海なし県の群馬でマリンスポーツ?と思われるかもしれませんが、いえいえ我が県は自動車免許の保有率同様、水上オートバイでも全国有数の先進県なのです。海がないからこそ憧れるマリンスポーツ——。ジェットスポーツの全日本チャンピオンも所属するレーシングチームを持つ、高崎市の販売店『ドゥースピード』代表の中曽根敬さんに、水上オートバイの魅力について話を聞きました。


■群馬の人はみんな海が大好き
——水上オートバイとは、どんな乗り物なんでしょうか?
 ジェットスキーと言われる方が多いのですが、これはカワサキの登録商標です。

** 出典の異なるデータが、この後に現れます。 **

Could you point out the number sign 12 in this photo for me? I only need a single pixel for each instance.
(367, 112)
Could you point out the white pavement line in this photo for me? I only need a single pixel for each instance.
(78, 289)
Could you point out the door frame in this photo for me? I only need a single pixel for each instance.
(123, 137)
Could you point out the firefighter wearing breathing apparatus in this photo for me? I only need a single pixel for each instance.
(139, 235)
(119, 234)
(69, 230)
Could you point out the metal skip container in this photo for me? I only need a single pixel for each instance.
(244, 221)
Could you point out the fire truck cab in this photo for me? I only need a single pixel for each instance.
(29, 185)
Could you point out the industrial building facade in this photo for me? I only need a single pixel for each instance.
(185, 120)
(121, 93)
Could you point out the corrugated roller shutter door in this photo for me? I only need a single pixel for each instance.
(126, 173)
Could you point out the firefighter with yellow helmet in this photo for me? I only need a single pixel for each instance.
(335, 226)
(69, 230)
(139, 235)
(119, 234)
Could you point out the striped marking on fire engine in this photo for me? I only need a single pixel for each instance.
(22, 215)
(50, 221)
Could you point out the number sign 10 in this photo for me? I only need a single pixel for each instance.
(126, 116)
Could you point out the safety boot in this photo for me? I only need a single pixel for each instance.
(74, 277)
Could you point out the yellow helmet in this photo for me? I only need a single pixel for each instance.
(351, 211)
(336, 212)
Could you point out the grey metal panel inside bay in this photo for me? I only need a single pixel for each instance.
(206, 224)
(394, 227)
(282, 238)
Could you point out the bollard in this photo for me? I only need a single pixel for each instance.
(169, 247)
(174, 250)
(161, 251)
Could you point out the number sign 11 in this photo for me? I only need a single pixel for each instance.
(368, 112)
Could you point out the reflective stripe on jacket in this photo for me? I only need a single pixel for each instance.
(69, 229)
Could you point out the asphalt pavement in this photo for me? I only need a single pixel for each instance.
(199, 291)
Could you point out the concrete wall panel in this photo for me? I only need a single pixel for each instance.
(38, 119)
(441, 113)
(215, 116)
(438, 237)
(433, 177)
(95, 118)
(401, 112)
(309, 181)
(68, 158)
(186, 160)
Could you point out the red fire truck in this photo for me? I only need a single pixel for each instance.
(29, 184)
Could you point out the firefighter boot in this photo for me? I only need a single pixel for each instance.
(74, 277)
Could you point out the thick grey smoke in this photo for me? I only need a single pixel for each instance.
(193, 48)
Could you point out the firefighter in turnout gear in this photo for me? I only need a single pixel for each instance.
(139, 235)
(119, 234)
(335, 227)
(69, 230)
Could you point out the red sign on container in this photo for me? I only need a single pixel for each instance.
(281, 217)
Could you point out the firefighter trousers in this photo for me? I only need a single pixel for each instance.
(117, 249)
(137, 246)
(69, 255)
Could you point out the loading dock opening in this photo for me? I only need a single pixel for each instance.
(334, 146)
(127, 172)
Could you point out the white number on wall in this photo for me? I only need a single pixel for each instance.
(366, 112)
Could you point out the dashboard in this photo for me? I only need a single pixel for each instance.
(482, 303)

アメリカで最初に共同開発したメーカーがカワサキだったので、この名が浸透したようです。海外では一般に、パーソナルウォータークラフト(PWC)と呼ばれています。日本では総称して、水上オートバイ(バイク)と呼んでいます。
 私が始めた25年程前は、まだまだ乗ったことのある人も少なく、お金持ちの遊びといったイメージが強い乗り物でしたが、船体価格が当時に比べると安くなったこともあり、10数年前からブームとなりました。マリンレジャーとして、今では定着しています。

——海なし県の群馬でも、やられる方は多いのですか?
 自動車免許の保有率同様、水上オートバイの免許保有者も群馬県は多い方ですよ。海なし県民の海への憧れは大きい。群馬の人は、みんな海が大好きみたいですね。もちろん、海まで行かなくても、身近な川や湖でも楽しめます。

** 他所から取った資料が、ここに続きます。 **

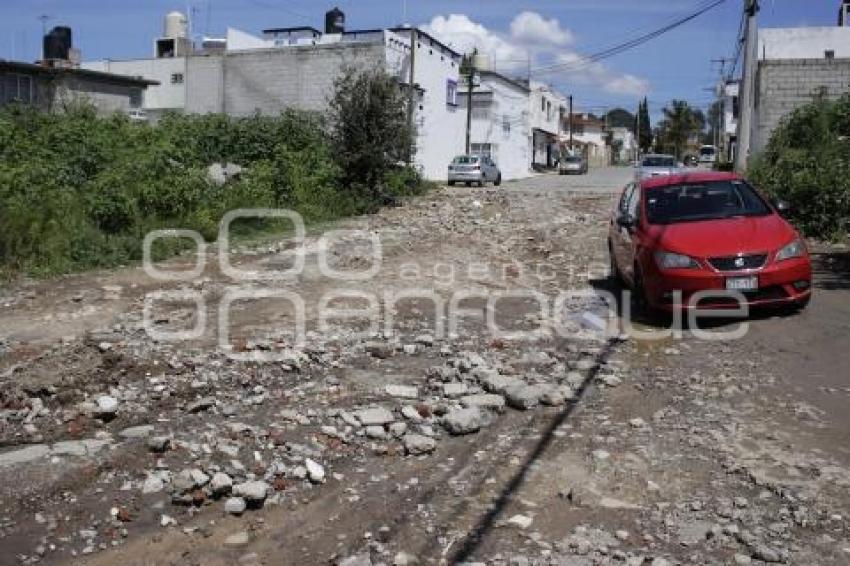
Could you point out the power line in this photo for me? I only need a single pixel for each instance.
(630, 44)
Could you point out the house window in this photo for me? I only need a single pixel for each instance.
(451, 92)
(16, 88)
(483, 149)
(136, 98)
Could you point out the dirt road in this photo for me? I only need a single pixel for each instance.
(428, 438)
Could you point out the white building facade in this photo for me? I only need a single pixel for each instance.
(546, 111)
(296, 68)
(500, 122)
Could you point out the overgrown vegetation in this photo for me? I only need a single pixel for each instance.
(807, 164)
(78, 191)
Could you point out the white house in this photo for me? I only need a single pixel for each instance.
(546, 110)
(500, 122)
(296, 68)
(589, 138)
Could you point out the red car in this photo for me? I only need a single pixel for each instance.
(706, 231)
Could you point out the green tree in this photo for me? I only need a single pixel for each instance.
(681, 121)
(645, 127)
(369, 130)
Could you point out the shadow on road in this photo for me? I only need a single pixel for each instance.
(467, 547)
(831, 270)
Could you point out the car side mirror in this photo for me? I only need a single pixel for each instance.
(626, 221)
(782, 206)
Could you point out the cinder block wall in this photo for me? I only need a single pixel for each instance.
(785, 85)
(270, 80)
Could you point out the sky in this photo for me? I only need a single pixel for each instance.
(549, 37)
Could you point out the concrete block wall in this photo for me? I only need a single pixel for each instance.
(785, 85)
(267, 81)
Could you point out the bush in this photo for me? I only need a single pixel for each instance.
(807, 164)
(78, 191)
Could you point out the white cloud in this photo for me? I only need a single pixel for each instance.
(542, 40)
(532, 28)
(464, 35)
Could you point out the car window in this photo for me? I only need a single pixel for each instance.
(626, 197)
(711, 200)
(659, 161)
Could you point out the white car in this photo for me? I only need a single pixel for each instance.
(654, 165)
(478, 169)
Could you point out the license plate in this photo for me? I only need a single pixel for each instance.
(742, 283)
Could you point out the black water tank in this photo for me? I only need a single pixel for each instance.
(57, 43)
(335, 21)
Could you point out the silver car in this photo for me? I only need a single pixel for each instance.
(478, 169)
(656, 166)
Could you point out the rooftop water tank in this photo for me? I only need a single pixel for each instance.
(176, 25)
(335, 21)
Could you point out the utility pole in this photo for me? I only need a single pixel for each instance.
(411, 94)
(750, 50)
(470, 85)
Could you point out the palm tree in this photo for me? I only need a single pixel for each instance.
(680, 122)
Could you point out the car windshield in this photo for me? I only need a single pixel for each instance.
(711, 200)
(659, 161)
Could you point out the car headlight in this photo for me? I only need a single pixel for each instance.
(795, 249)
(669, 260)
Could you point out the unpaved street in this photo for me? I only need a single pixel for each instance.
(432, 441)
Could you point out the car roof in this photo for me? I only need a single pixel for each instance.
(690, 177)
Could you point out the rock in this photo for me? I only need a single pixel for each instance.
(201, 404)
(220, 483)
(405, 559)
(398, 429)
(454, 390)
(363, 559)
(521, 521)
(410, 413)
(234, 506)
(375, 416)
(153, 484)
(141, 431)
(380, 350)
(315, 471)
(489, 401)
(107, 406)
(24, 455)
(238, 539)
(416, 444)
(524, 396)
(499, 383)
(376, 431)
(251, 491)
(402, 391)
(464, 421)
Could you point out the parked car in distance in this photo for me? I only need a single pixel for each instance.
(707, 154)
(572, 164)
(654, 165)
(477, 169)
(706, 231)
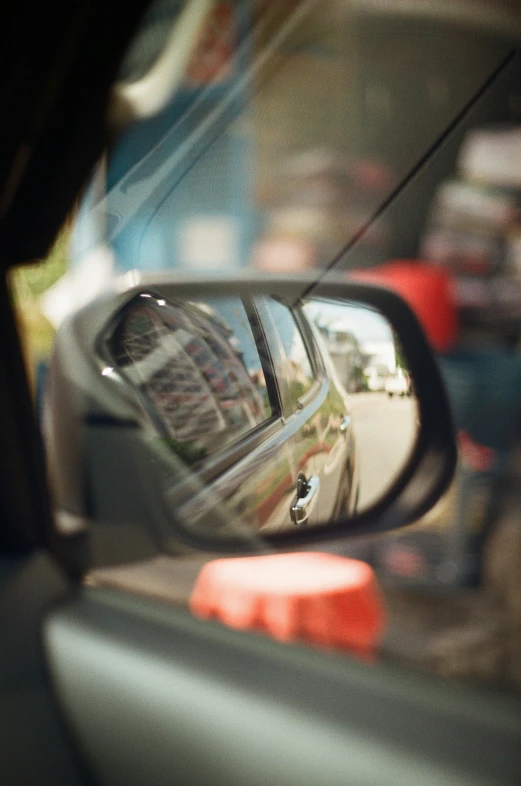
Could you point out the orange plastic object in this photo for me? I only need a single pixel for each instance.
(429, 290)
(311, 596)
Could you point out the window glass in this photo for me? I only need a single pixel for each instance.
(197, 368)
(287, 330)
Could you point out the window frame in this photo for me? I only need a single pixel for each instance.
(281, 360)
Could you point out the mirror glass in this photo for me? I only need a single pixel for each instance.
(286, 415)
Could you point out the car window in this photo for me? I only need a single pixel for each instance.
(301, 376)
(197, 369)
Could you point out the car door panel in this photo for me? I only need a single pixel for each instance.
(260, 487)
(193, 702)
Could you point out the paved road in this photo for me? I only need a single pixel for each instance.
(385, 430)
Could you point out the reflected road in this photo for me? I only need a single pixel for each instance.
(385, 430)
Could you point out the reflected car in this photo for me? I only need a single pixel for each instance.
(242, 403)
(398, 383)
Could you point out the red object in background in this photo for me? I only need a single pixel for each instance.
(428, 290)
(321, 598)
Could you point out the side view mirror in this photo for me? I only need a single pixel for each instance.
(233, 412)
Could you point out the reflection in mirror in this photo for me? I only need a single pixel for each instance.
(288, 416)
(371, 366)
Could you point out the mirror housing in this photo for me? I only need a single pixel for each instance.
(98, 437)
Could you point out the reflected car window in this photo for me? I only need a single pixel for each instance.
(197, 367)
(287, 330)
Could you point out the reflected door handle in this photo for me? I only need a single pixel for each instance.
(345, 423)
(304, 503)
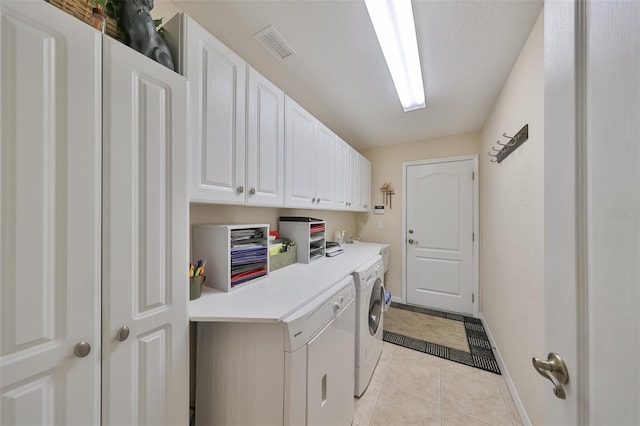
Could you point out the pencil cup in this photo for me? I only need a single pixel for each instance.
(195, 286)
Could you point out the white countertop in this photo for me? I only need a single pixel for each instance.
(283, 292)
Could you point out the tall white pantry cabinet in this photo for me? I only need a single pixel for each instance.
(93, 227)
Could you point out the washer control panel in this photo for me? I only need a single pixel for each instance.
(305, 323)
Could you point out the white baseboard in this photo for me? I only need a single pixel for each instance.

——水上オートバイを始めたいと思ったら、どうしたらいいでしょうか?
 まずは信頼のおけるショップへ行って、話を聞くことです。水上オートバイに乗るには免許の取得が必要ですから、書類手続きなどの説明を受けてください。平成15年から法改正がされて、水上オートバイ専用免許が発行されるようになりました。学科・実技講習、国家試験とも県内で受けられます。詳しいことは取り扱い店へ問い合わせてください。

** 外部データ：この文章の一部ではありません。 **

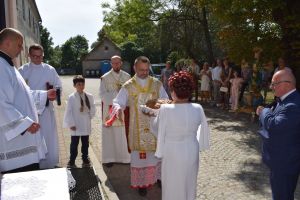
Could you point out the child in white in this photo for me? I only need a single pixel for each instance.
(236, 83)
(80, 110)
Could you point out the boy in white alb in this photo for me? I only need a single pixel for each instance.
(80, 110)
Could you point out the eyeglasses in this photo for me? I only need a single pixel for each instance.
(272, 85)
(36, 56)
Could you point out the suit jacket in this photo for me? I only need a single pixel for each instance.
(281, 149)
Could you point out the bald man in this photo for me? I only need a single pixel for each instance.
(21, 145)
(114, 142)
(281, 136)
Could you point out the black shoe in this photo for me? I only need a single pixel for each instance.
(71, 164)
(142, 192)
(108, 165)
(159, 183)
(86, 162)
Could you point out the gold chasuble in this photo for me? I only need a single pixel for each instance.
(140, 137)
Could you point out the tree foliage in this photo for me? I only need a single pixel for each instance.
(46, 42)
(72, 51)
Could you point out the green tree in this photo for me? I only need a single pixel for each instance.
(46, 42)
(130, 21)
(56, 57)
(72, 51)
(130, 51)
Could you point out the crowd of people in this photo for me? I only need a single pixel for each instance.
(223, 84)
(153, 139)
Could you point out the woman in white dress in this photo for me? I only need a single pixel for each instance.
(182, 131)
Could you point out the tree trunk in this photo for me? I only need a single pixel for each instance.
(207, 36)
(288, 18)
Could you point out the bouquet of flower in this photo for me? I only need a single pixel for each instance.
(152, 106)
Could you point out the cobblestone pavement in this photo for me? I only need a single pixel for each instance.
(230, 170)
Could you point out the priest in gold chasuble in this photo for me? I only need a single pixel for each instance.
(145, 167)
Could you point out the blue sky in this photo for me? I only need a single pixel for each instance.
(68, 18)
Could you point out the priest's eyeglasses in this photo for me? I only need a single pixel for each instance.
(36, 56)
(272, 85)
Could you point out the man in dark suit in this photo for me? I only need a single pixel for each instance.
(280, 133)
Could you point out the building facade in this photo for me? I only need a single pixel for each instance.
(24, 16)
(97, 61)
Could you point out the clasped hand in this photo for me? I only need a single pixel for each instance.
(33, 128)
(51, 94)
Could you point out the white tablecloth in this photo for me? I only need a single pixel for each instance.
(36, 185)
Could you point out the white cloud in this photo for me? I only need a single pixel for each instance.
(68, 18)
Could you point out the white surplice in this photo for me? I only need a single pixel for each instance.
(19, 108)
(36, 76)
(114, 143)
(80, 120)
(182, 131)
(136, 163)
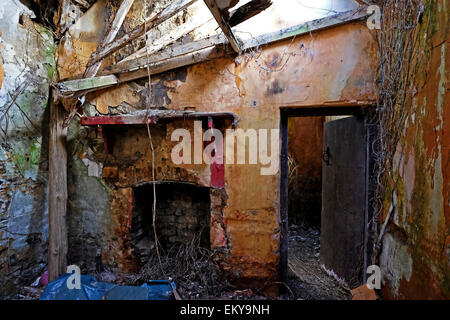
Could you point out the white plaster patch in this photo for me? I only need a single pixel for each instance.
(395, 262)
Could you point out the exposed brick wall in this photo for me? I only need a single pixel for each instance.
(182, 213)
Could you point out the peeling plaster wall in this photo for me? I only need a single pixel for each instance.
(334, 66)
(415, 259)
(27, 60)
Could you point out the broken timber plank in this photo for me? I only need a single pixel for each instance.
(170, 52)
(125, 6)
(57, 195)
(86, 84)
(247, 11)
(176, 53)
(283, 34)
(196, 21)
(165, 14)
(212, 5)
(67, 88)
(176, 62)
(307, 27)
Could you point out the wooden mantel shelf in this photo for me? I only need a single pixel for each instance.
(105, 124)
(153, 116)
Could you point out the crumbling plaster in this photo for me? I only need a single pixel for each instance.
(420, 228)
(27, 59)
(326, 67)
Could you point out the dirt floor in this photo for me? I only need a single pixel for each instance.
(192, 269)
(306, 278)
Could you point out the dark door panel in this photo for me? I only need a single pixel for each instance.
(344, 199)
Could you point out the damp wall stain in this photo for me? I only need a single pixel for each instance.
(421, 269)
(245, 227)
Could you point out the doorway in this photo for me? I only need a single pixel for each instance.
(325, 165)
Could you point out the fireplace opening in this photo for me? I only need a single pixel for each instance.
(182, 216)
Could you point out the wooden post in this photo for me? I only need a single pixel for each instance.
(57, 196)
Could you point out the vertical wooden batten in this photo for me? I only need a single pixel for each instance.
(57, 196)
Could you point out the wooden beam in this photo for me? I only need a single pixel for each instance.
(140, 118)
(283, 34)
(248, 11)
(307, 27)
(57, 195)
(193, 23)
(170, 52)
(176, 62)
(197, 51)
(223, 24)
(85, 84)
(71, 87)
(125, 6)
(156, 20)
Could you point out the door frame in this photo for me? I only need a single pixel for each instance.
(285, 114)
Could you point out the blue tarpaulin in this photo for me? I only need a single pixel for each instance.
(91, 289)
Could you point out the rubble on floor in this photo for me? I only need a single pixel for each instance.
(306, 278)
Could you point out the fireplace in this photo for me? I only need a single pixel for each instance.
(182, 216)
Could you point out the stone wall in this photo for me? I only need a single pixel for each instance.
(27, 67)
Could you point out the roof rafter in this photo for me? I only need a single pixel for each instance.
(223, 24)
(176, 56)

——気になるのは船体のお値段ですが、どのくらいするものなのですか?
 90〜200万円くらいです。最近は中古も出回っていますが、車ほど状態が良くありません。命に関わるものですから、初心者には新しいものをお勧めします。最初は誰も、自分が買った船が正常に動いているかも分からない状態でのスタートです。必ず購入したショップで、取り扱いの説明をしっかりと受けてから乗ってください。


■風を切りながらマシンを操る
——水上を走る乗り物ですが、危険はありませんか?
 水の上を時速90〜100で走る乗り物です。一般の船と違い、操縦者の体が露出しているため、事故に遭ったときは衝撃を直接受けます。また、陸上のオートバイのように衝撃を吸収するスプリングやタイヤが付いていませんから、波のショックを直に体が受けます。特に悪天候時は視界も悪く、波も高くなりますから細心の注意が必要ですね。
 身を守るためのライフジャケットの着用、視界が確保できるサングラスやゴーグルの着用はもちろん、海や湖は急に天候が変化する場合がありますので、天候のチェックも欠かせません。「観天望気」といいますが、雲や風などの自然現象を観察することで、天候を予測する知識も必要となります。また、エンジントラブルや転覆など、もしもの事態を想定して、必ず一人では沖に出ないことも大切なマナーです。無理のない計画を立てグループで行動し、予定を家族や仲間などの第三者に伝えておくことが必要です。
 確かに水上には危険が付きものですが、空を飛んだりや水中を潜るレジャーに比べれば、水上オートバイはかなり安全な遊びですよ。

——最後に水上オートバイの一番の魅力は何ですか?
 水上オートバイは、気軽に風を切りながら海や湖の上を走ることのできるレジャーです。自分の力で、アクセルひとつで自由にマシンを操れるとしたら……きっと誰でもが乗ってみたいと思うはずです。モータースポーツが好きな人なら、必ず病みつきになること間違いなし!です。
 さっきまで陸から見ていた広大な海の上で、逆に陸を眺めるときに最高の至福を感じます。マシンとひとつになりながら、陸で手を振る仲間のもとへ向かう瞬間が一番の魅力ですね。この感動を、ぜひ一度体験してみてください。